In the context of attracting investments in the chip sector, it is important to remember how tax breaks are being used as a tool by governments. For example, the United States has included 25% tax breaks on company investments in its “Chips for America” program, which are also complemented by breaks on land taxes or for job creation offered by states and counties.

 

Human capital
Canarias’s special tax regime will not be the only card it plays to attract investments related to the Perte Chip. One of the main obstacles to the establishment of new semiconductor companies in new territories is the lack of human capital, and Canarias boasts of having a solid academic and scientific base. The Institute of Applied Microelectronics (IUMA), affiliated with the University of Las Palmas de Gran Canaria, has more than 30 years of history and has already participated in the drafting of Spain’s first Microelectronics Plan in 1985. IUMA has been a talent generator for companies in the sector such as Microchip Technology, NXP, ASML or Infineon, and has collaborated with various multinationals such as the Taiwanese giant TSMC or the American companies Intel and Nvidia.

 

Also established on the islands is the Institute of Astrophysics of the Canary Islands (IAC), whose instrumentation department has been developing circuit designs for aerospace systems for years and is currently participating in the development of the Caramuel system for quantum communications, led by Hispasat and aspiring to funding from the Aerospace Strategic Project.

 

In the private sector, the Canary Islands cluster of semiconductor companies, Cluster Chip de Canarias (C3), has been incubating for a decade, already having more than a dozen companies that provide 700 jobs within and outside the islands and have a business volume of approximately 78 million euros. The cluster maintains links with the associations that collaborate with the government in the design of the Perte Chip, Ametic and Aesemi, and is considering becoming an association with its own profile.

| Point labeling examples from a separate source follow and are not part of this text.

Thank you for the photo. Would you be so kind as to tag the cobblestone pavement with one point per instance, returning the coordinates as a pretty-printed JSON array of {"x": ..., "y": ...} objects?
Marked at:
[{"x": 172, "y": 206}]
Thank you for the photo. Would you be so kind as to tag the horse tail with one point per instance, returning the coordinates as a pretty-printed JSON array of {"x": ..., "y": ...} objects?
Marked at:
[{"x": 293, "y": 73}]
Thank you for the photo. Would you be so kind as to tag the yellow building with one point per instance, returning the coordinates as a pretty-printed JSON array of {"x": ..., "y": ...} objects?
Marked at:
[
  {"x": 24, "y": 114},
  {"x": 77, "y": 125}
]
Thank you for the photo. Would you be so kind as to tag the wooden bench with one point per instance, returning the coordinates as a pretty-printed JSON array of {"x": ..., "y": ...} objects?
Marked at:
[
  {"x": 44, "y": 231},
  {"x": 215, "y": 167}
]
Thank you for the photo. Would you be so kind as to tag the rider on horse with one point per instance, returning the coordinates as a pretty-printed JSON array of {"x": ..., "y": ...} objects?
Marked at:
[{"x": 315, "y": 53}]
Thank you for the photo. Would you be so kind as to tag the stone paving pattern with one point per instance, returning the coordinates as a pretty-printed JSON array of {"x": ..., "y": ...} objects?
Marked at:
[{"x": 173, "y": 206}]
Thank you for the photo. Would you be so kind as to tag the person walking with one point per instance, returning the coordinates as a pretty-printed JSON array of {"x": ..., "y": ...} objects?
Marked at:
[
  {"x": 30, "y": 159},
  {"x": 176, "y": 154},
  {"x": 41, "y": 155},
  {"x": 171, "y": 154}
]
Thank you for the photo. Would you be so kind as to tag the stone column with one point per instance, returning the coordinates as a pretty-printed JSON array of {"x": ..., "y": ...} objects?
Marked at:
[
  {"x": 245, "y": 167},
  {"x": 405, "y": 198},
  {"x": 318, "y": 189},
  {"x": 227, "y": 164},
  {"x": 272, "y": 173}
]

The C3 is made up of the companies Aerolaser, AgnosPCB, Arquimea, eSignus, LightBee, SensorLab, SoC-e, SubSeaMechatronics (SSM), Wireless Innovative MMIC, and Wooptix. They have an approximate business of 78 million euros. In recent months, much has been said about the startup Wooptix, which has received support from European Union and CDTI funding, and has Intel among its investors. The company has developed silicon metrology instrumentation that allows for chip wafer quality control in milliseconds, compared to its competitors who do it in minutes. Its technology allows for accelerated chip production in the most advanced foundries. The company is participating in the new EU IPCEI (Important Project of Common European Interest) for Microelectronics and Communication Technologies, currently in the definition phase.

Other companies, like WIMMIC and Arquimea Research, are more focused on designing their own integrated circuits, but with production by third parties, such as fabless design houses. The first, a spin-off from IUMA that already has offices in the US and the Netherlands, produces designs of radio frequency and microwave integrated circuits. Arquimea, on the other hand, is the C3 company with the most employees. Its R&D center is in Tenerife and it specializes in designing radiation-resistant integrated circuits, a necessary protection for the use of chips in the aerospace sector. This company has headquarters in Madrid and offices in the US, Germany, and Malaysia.

 

The economic and technological strengths of this autonomous community are being supported by the regional government. The Canary Agency for Innovation, Research and Information Society is finalizing the development of the Canarychip Strategy which will be presented in the coming weeks, with which it aims to give the definitive boost to the semiconductor sector in the islands and to deepen the diversification of the economy in the Autonomous Community.